TYPES OF LIFE INSURANCE PRDUCT 1. Term Insurance This type of life insurance policy is a contract between the insured and the life insurance company to pay the persons/s he has given entitlement to receive the money, in the case of his/her death, after a certain period of time. These policies can be taken for 5, 10, 15, 20 or 30 years. 2. Endowment Policy In an endowment policy, periodic premiums are received by the insured person and a lump sum is received either on the death of the insured or once the policy period expires. 3. Money Back Life Insurance Policy This policy offers the payment of partial survival benefits (money back), as is determined in the insurance contract, while the insured is still alive.
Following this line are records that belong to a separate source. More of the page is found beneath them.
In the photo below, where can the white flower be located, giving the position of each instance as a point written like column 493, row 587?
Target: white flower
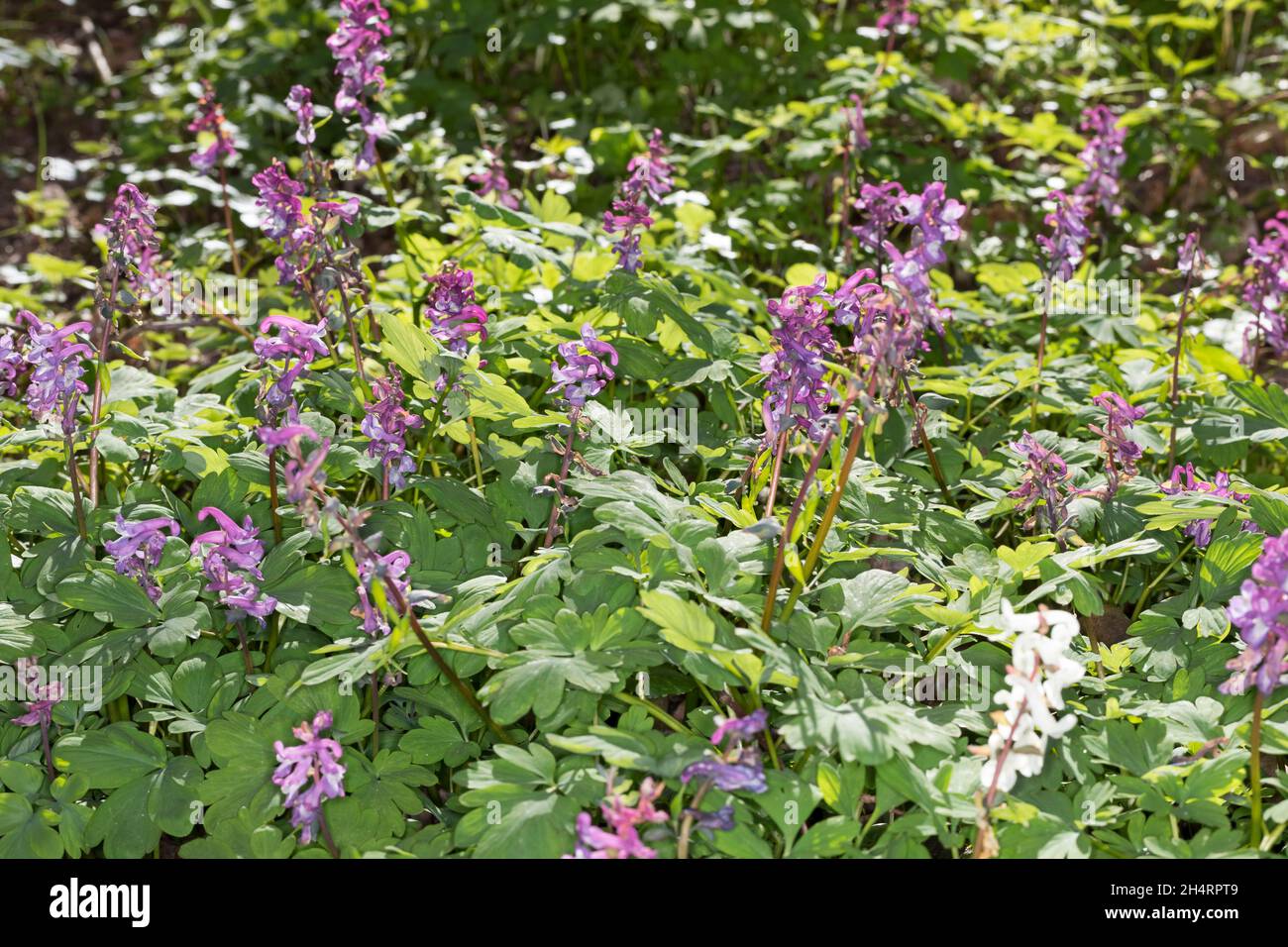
column 1041, row 668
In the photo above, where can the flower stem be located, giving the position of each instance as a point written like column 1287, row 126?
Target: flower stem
column 228, row 222
column 1254, row 770
column 563, row 474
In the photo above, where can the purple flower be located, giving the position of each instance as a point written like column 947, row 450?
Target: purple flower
column 910, row 275
column 284, row 222
column 359, row 51
column 1265, row 290
column 1069, row 234
column 1121, row 451
column 855, row 303
column 210, row 123
column 1104, row 158
column 795, row 393
column 1042, row 482
column 300, row 103
column 11, row 364
column 231, row 564
column 741, row 728
column 716, row 821
column 935, row 217
column 452, row 313
column 649, row 171
column 42, row 709
column 309, row 774
column 492, row 180
column 297, row 344
column 386, row 423
column 649, row 176
column 879, row 208
column 55, row 359
column 1261, row 615
column 745, row 774
column 390, row 567
column 132, row 241
column 138, row 547
column 623, row 840
column 1192, row 254
column 1184, row 480
column 584, row 371
column 897, row 14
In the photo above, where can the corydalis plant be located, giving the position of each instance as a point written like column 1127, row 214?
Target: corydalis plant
column 1267, row 286
column 649, row 176
column 308, row 775
column 735, row 768
column 56, row 365
column 386, row 423
column 622, row 836
column 214, row 138
column 1121, row 451
column 137, row 549
column 231, row 557
column 587, row 368
column 1185, row 480
column 1260, row 611
column 295, row 346
column 1041, row 668
column 1104, row 158
column 359, row 51
column 40, row 710
column 1042, row 484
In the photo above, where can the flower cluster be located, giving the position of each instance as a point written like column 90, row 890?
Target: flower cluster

In case the insured dies during the period of the policy, the beneficiary gets the full sum insured without the deduction of the money back amount given so far. 4. Group Life Insurance This is when a group of people have been named under a single life insurance policy. It is popular for an employer or a company to add employees under the same policy. Each member of the group has a certificate as legal evidence of insurance. 5. Unit Linked Insurance Plan ULIPs (Unit Linked Insurance Plan) offer the insured the double benefit of protection from risk and investment opportunities. ULIPs are linked to the market where the insureds money is invested to help earn additional monetary benefits.
STEP 1 In the first step, the company decides where it wants to position its market offering. The clearer the firms objective, easier it is to set the p rice.
STEP 2 Each price will lead to a different level of demand therefore has a different impact on companys marketing strategy. In case of life insurance sector too, before fixing a price for a particular policy, the field officers are asked to find out the demand for various policies and on the basis of this demand, the price is fixed. STEP 3 Demand sets the ceiling whereas costs set the floor on the price the company can charge for its product/service. In case of life insurance sector, it comprises of costs of recruiting, training, motivating agents along with other fixed and variable costs. STEP 4 Within the range of possible prices determined by the market demand and company costs, the firm must take the competitors costs, prices and possible price reaction into account. In order to win the market share, such products/ services, which have not yet been created by the competitors, should be created by the company. LIC (India) offers a differentiated product in the form of Life insurance Policies especially for landless laborers and rickshawallas. STEP 5 In selecting the price in life insurance sector, the company must consider life expectancy of the person as well as his financial position. In case of Life Insurance, if the person while taking the policy is at a high risk of some terminal disease then he is charged a higher premium. At the same time, if a person who does not enjoy good financial condition cannot take a high price life insurance policy. Thus, every customer taking a policy should disclose all his medical as well as financial details in utmost good faith to the life insurance agent. In case of Non Life Insurance, correct financial evaluation of the cost of the goods which have been insured should be done by the life insurance agency because the customer may get the goods insured for a higher cost than they actually are and if the goods are damaged, then the life insurance company will have to pay a higher price than the actual cost of goods destroyed.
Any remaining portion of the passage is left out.